Die Planung ist bei mir wie immer groß und sehr optimistisch: Solche Ziele brauche ich – und überhaupt warum nicht »groß« denken? Passau klingt gut, liegt in Deutschland und hat eine perfekte Verbindung nach Hause ...
Die Anreise ist spannend:
In Bruck an der Mur liegt noch Hochnebel – das kann ja interessant werden, aber der Schöckl empfängt mich mit einem fetten Bummerl und meine liebsten Reisepartner und Freunde Ulli und
Tomy Hofbauer vom NOVA-Pilots-Team erwarten mich an der Talstation der Bahn. Sie geben mir die letzten Infos für den Start und fliegen den ersten Teil mit mir. DANKE für eure
Unterstützung ...
Bei der Auffahrt mit der Bahn sehen wir die lokalen Stars schon um 09:30 aufkurbeln – es scheint labil zu sein.

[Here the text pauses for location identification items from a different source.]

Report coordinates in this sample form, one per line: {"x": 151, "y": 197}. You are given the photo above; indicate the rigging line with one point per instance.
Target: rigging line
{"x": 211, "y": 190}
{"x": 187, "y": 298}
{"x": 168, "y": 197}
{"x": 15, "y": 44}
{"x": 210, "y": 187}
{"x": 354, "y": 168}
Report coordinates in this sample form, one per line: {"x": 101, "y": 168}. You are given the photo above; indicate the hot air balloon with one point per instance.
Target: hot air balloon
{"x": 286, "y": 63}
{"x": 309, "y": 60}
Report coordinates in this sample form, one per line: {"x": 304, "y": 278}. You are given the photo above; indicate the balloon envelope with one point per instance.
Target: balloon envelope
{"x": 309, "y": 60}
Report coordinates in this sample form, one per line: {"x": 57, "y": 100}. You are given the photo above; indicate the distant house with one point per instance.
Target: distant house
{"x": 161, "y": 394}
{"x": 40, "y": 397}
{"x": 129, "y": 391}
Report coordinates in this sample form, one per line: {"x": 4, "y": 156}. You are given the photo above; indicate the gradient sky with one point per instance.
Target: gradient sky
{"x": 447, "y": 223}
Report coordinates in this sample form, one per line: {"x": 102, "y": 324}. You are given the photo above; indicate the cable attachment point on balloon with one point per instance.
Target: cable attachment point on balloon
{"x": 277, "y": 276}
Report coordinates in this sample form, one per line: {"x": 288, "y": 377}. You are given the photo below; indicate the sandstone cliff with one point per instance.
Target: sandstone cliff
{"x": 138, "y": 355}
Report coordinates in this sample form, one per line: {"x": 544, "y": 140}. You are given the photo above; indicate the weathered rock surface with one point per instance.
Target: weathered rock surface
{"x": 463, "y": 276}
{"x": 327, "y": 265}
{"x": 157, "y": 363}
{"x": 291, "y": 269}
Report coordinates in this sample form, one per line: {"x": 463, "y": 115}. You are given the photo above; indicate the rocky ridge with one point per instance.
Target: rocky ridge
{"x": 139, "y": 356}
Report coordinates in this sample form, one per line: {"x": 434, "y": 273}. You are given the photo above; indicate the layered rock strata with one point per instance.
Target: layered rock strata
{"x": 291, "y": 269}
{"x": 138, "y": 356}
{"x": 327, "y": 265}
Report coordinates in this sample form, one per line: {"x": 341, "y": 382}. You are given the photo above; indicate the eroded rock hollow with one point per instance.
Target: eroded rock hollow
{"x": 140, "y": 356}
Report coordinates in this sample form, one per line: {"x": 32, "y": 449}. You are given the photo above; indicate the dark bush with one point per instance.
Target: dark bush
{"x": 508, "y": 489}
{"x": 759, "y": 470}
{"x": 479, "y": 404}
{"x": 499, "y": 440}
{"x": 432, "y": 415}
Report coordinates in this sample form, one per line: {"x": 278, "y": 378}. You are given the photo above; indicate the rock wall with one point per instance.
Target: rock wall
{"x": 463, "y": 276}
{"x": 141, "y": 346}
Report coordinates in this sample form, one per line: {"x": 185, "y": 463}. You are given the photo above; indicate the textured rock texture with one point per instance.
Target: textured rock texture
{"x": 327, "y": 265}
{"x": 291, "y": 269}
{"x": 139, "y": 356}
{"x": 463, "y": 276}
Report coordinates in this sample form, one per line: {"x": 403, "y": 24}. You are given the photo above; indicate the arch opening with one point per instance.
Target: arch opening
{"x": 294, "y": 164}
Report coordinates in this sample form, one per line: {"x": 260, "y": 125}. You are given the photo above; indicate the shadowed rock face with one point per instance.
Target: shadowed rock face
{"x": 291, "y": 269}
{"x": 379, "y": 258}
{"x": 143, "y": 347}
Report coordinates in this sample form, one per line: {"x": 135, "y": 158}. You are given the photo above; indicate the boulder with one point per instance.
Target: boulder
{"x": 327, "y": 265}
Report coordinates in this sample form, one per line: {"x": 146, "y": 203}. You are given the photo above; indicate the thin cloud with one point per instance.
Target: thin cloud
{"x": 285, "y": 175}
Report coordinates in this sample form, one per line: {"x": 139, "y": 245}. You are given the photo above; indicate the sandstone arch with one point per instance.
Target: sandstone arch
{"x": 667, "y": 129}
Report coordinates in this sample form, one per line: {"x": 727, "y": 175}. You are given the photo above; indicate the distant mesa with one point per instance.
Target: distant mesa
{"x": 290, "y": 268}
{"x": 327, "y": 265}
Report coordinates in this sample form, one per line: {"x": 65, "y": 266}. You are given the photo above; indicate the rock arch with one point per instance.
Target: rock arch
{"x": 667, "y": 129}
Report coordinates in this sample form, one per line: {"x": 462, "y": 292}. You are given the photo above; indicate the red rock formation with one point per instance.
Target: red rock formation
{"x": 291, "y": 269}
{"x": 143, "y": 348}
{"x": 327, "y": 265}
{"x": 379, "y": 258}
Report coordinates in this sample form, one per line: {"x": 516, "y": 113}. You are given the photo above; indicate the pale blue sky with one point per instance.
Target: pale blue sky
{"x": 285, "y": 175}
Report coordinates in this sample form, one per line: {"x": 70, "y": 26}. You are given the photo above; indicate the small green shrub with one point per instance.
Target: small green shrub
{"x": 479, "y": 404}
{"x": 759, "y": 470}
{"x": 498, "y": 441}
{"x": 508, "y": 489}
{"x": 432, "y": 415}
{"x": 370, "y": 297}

Ulli hat ein paar Bilder vom Video ausgeschnitten – der Abflug vom Schöckl ins berüchtigte Passailerbecken ist gleich mal spannend, gemeinsam schaffen wir die erste Hürde. Ich muß mich schwer konzentrieren nicht zu ungeduldig zu werden. Das Rennpferd in mir geht manchmal durch mit mir ...

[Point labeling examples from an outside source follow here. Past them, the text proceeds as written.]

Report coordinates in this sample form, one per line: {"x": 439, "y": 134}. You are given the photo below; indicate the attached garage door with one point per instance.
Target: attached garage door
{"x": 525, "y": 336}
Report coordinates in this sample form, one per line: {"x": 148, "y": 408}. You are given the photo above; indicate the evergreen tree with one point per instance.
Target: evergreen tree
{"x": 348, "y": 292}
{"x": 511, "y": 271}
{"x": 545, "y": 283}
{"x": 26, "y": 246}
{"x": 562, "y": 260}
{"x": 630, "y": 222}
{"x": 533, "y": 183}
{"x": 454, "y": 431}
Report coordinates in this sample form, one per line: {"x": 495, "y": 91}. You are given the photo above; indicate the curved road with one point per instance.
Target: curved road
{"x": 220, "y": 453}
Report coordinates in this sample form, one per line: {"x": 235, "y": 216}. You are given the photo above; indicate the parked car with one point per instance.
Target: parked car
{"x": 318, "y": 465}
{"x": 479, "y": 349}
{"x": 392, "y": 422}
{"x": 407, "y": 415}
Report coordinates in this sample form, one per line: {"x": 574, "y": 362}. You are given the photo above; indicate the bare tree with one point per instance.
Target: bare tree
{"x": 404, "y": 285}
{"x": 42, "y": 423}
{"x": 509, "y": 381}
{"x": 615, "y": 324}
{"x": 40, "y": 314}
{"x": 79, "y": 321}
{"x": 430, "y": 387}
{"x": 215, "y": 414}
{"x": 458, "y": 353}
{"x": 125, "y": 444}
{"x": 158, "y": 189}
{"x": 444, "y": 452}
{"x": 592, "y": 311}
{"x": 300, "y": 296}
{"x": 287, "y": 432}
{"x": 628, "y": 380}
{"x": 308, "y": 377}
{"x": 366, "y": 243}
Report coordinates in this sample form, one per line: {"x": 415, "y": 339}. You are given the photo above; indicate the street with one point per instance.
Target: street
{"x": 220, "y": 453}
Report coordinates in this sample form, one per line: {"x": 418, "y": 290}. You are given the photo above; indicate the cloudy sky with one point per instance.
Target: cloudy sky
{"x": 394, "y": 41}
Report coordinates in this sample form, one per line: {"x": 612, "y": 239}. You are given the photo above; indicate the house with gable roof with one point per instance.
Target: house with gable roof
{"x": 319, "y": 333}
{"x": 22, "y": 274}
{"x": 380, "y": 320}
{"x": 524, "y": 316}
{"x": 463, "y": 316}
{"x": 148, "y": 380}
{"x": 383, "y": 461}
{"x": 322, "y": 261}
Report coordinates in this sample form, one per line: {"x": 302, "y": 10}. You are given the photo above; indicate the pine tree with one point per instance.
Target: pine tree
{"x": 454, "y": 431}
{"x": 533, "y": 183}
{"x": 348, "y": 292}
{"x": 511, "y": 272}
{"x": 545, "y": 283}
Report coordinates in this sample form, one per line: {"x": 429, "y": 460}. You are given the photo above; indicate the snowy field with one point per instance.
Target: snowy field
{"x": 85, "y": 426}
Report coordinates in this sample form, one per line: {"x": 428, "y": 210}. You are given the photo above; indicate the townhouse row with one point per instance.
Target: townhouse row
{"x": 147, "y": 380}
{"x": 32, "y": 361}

Abschnitt 1 bis zur Meßnerin:
Mit super super low safe bei Kapfenberg – am letzten Abdrücker keine 100 m über der Landewiese. An einem Steinbruch konnte ich mich wie ein Modellflieger ausgraben und wieder in meine geplante Route einschwenken. Der Tag entwickelte sich dann aber immer besser und besser. Die Basis weiter nördlich ließ auf eine mögliche Querung beim Hochschwab hoffen.
Mein Tiefpunkt:
Abschnitt 2: Die spannende Querung am Hochschwab vorbei.

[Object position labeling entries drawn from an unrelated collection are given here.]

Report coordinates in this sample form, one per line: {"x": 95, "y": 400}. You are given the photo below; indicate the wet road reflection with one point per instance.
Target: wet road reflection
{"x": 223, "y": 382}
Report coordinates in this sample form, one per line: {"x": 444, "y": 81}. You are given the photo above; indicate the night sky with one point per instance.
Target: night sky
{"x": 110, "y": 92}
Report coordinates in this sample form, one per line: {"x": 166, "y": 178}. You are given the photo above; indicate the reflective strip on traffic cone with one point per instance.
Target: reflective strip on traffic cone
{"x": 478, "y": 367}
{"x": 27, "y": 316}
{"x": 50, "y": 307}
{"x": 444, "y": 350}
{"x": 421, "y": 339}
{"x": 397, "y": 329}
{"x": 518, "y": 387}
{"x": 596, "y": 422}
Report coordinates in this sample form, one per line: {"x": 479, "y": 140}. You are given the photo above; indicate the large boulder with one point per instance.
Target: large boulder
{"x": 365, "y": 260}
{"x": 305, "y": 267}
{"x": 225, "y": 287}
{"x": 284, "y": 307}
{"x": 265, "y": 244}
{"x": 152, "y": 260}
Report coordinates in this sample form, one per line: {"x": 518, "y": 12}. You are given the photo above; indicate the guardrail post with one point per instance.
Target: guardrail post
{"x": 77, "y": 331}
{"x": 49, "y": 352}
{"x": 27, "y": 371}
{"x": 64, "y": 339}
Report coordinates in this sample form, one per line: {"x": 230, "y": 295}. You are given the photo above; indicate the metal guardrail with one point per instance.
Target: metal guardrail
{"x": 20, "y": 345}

Das Bummerl vorne habe ich noch mitgenommen – meine Verzögerung durch den Tiefpunkt vorher hat die Basis
etwas höher werden lassen – am Ende war es einfach aber trotzdem beeindruckend dieses Hochplateau mit meinem MENTOR zu überfliegen. Mitn Segelflieger bin ich dieses Plateau im Südwind des
öfteren recht nieder abgeflogen – undenkbar mit einem Gleitschirm!
This is the end:
Es war eigentlich von Anfang an offensichtlich – das blaue Loch ist riesig und es schaut recht stabil aus. Ich, als ewiger Optimist, konnte das natürlich nicht glauben und bin einfach ins Blaue geflogen. Mit nahezu keinem Pieps am Vario gings bis zur Landung bei Neuhofen an der Ybbs.
Alles easy:
Es war still am Boden – fast kein Wind. Da stand ich da und war: ÜBERGLÜCKLICH :-). Einen Teiltraum hatte ich mir erfüllt, ich hatte es geschafft, die große Weite rund um
die Donau zu sehen und gleichzeitig einzutauchen in Erinnerungen zu meiner Ausbildung zum Grafiker in Pöchlarn, meiner HTL-Zeit in Graz und zum ersten Flachlandausflug mit dem DUO
Discus. Ein wirklich wertvoller Flug für mich, Punktemäßig ganz ganz hinten auf Seite 3 oder 4 der Wertung, freudemäßig ganz ganz vorn auf meiner eigenen Skala.
Das zweite Auto schon nimmt mich mit: Ein Alfa Romeo Cabrio, der nette Fahrer meinte »Ob es mir eh nicht zu windig wäre im Cabrio«, ich verneinte und erzählte vom Gleitschirmfliegen im
Wind – weiter gehts im Zug mit lokalem Wieselburger Bier direkt nach Stainach zum Ausgangspunkt meiner Reise.
Ich werde es wieder tun:
Es gibt neue Pläne mit vielen anderen Routen und ich bin mir ganz sicher: Ich werde die Donau sehen – von oben – mit meinem Gleitschirm!